History of the Sitwells

Originally Cytewelle, the family owned land in Derbyshire and then increased their fortune by becoming the world's largest supplier of iron nails at their large iron works at nearby Eckington (where Mick Jagger's father was born).

A Sitwell has lived at the Hall for nearly four hundred years. The family traces itself back to French Kings, Robert the Bruce and even the Macbeths. The Renishaw that stands today was built in 1625, as a three-storied castellated building, long and grey. It has been added to since, especially - rather grandly - by Sir Sitwell Sitwell at tbe beginning of the 19th century.

Sir Reresby remembers his grandfather, Sir George, fondly, which is rather unexpected. Sir George was indifferent to his extravagant wife Lady Ida, disliked his daughter Edith and by all accounts was trying to his two sons Osbert and Sacheverell, but had a mania for building. He was constantly drawing up plans for improvements and invited his friend Edwin Lutyens to pass comment.

Sir George

There are many stories about Sir George, including his invention of a strange culinary concoction he called the Sitwell Egg: with a yolk of smoked meat, a white of compressed rice, and a shell of synthetic lime. He took it to Sir Gordon Selfridge to market, but nothing came of this - all went very quiet and the subject was dropped.

Sir George was not an easy man to live with.

He said firmly that I must ask anyone entering the house never to contradict me or differ from me in any way, as it interferes with the functioning of my gastric juices and prevents my sleeping at night.?

But his legacy, for which we should all be grateful, is the classical Italianate garden at Renishaw Hall - one of the most beautiful of its kind in the country. His 1909 book On the Making of Gardens remains much consulted, although at present it is out of print.

Scholarly and creative, he based it on his visits to gardens in Italy and also on his work redesigning the gardens at Renishaw on a formal plan, using the principles of classical Italian garden design.

He wrote prolifically: his first book was printed on a private press in 1889: The Barons of Pulford in the Eleventh and Twelfth Centuries and their Descendants.

There were several more, meticulously researched (he filled seven sitting rooms at Renishaw with his papers). He travelled a great deal in Italy, and ended his life in 1943 at Castello di Montegufoni, the vast castle he bought in Tuscany in 1909.

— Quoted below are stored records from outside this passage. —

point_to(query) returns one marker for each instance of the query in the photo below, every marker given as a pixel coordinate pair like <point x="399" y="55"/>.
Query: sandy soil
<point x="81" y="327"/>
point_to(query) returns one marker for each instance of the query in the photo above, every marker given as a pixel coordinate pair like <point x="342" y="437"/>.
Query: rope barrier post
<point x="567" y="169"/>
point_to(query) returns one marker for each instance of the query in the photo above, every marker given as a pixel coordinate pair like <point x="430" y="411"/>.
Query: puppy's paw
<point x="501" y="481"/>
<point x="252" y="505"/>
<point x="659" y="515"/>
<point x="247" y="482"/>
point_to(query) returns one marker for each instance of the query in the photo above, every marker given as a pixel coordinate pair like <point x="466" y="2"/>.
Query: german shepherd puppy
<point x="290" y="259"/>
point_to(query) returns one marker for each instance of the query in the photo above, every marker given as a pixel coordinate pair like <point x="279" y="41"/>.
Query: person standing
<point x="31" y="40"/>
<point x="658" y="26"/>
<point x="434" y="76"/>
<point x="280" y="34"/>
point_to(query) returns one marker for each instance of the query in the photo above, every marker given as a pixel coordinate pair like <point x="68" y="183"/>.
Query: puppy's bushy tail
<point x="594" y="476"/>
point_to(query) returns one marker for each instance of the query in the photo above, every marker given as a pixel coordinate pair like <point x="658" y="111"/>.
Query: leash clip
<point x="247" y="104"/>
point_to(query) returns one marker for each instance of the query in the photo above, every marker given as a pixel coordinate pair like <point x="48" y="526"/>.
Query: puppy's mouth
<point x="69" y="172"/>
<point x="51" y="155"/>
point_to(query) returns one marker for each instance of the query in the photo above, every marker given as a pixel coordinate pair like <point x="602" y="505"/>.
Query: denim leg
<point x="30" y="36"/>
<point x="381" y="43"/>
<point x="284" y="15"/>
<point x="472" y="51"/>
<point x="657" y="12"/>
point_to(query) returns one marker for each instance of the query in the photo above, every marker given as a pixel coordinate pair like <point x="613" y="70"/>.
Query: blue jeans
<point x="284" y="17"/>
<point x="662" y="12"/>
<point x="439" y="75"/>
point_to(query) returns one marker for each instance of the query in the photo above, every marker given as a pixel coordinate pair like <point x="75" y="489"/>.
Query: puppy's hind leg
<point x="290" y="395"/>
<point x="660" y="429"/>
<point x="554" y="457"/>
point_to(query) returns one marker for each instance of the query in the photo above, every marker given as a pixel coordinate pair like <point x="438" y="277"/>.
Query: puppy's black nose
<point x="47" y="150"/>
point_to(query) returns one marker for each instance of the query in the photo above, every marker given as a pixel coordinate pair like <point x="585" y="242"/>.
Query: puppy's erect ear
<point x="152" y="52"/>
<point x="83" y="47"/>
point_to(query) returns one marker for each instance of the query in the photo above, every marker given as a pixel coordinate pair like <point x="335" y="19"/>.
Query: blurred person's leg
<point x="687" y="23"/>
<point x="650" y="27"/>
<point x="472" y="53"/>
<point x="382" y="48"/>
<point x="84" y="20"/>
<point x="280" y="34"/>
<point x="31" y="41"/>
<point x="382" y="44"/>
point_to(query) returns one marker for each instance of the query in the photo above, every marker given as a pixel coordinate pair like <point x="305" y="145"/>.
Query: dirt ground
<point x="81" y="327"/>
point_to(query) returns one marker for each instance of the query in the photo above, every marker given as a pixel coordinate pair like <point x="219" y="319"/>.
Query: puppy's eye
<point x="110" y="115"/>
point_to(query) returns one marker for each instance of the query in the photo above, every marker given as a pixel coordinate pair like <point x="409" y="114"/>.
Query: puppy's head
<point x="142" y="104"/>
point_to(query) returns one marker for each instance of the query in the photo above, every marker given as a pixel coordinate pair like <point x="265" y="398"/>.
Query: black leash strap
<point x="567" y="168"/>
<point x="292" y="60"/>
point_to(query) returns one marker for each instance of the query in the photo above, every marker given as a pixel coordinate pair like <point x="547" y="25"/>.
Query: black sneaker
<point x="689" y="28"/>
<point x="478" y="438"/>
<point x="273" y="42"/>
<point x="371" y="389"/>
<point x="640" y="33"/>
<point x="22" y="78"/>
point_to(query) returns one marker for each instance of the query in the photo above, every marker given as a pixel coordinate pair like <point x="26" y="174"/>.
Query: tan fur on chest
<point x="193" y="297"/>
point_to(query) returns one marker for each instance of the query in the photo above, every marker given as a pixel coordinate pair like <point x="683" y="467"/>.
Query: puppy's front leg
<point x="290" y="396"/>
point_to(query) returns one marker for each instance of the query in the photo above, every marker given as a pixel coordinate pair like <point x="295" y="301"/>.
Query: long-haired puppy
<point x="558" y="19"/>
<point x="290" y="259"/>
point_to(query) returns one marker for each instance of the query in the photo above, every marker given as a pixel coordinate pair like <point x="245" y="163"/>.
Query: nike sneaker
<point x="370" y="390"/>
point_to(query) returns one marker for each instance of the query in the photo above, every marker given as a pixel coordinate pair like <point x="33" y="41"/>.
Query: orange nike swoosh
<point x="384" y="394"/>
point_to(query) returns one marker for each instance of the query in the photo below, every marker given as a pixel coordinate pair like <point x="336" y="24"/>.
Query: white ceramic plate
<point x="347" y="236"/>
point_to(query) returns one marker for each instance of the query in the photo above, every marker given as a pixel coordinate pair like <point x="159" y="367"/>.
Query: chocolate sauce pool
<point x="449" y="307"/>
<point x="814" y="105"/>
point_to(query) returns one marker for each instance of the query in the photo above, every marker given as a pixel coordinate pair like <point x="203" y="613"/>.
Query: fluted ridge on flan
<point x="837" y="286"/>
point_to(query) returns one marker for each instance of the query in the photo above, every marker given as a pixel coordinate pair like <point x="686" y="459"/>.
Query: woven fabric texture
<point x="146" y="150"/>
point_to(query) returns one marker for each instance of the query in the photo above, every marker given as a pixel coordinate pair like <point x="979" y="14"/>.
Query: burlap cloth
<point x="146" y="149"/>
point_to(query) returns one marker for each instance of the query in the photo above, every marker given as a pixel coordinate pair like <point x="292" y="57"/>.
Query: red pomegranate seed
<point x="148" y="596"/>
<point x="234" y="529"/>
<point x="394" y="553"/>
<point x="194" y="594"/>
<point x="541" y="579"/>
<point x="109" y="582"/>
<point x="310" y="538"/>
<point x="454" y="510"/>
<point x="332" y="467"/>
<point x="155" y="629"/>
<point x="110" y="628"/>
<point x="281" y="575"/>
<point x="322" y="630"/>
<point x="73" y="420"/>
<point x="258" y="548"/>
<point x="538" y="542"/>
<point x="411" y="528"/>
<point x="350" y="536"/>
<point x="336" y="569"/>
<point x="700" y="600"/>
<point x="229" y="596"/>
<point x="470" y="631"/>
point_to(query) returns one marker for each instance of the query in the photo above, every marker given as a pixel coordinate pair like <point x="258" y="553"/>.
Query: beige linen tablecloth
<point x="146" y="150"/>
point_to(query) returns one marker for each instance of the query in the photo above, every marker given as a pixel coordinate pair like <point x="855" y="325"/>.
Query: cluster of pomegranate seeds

An acquaintance of Sir George had told him that he would "give him a ring on Thursday." Sir George waited, and then complained bitterly to his son Osbert about people's lack of consideration: "Such a pity to promise people things and then forget about them. It is not considerate - really inexcusable."

He had been expecting to receive a piece of jewellery.

In the twentieth century the Sitwell family became famous through the writings of Edith, Osbert and Sacheverell, the three gifted children of the eccentric Sir George and Lady Ida Sitwell. They have fallen somewhat out of fashion today but there is no doubting their significant - and often controversial - contribution to the English literary and artistic world. The youngest, known as Sachie, was the only one of his generation to marry, and Renishaw now belongs to his elder son, Sir Reresby Sitwell, seventh baronet.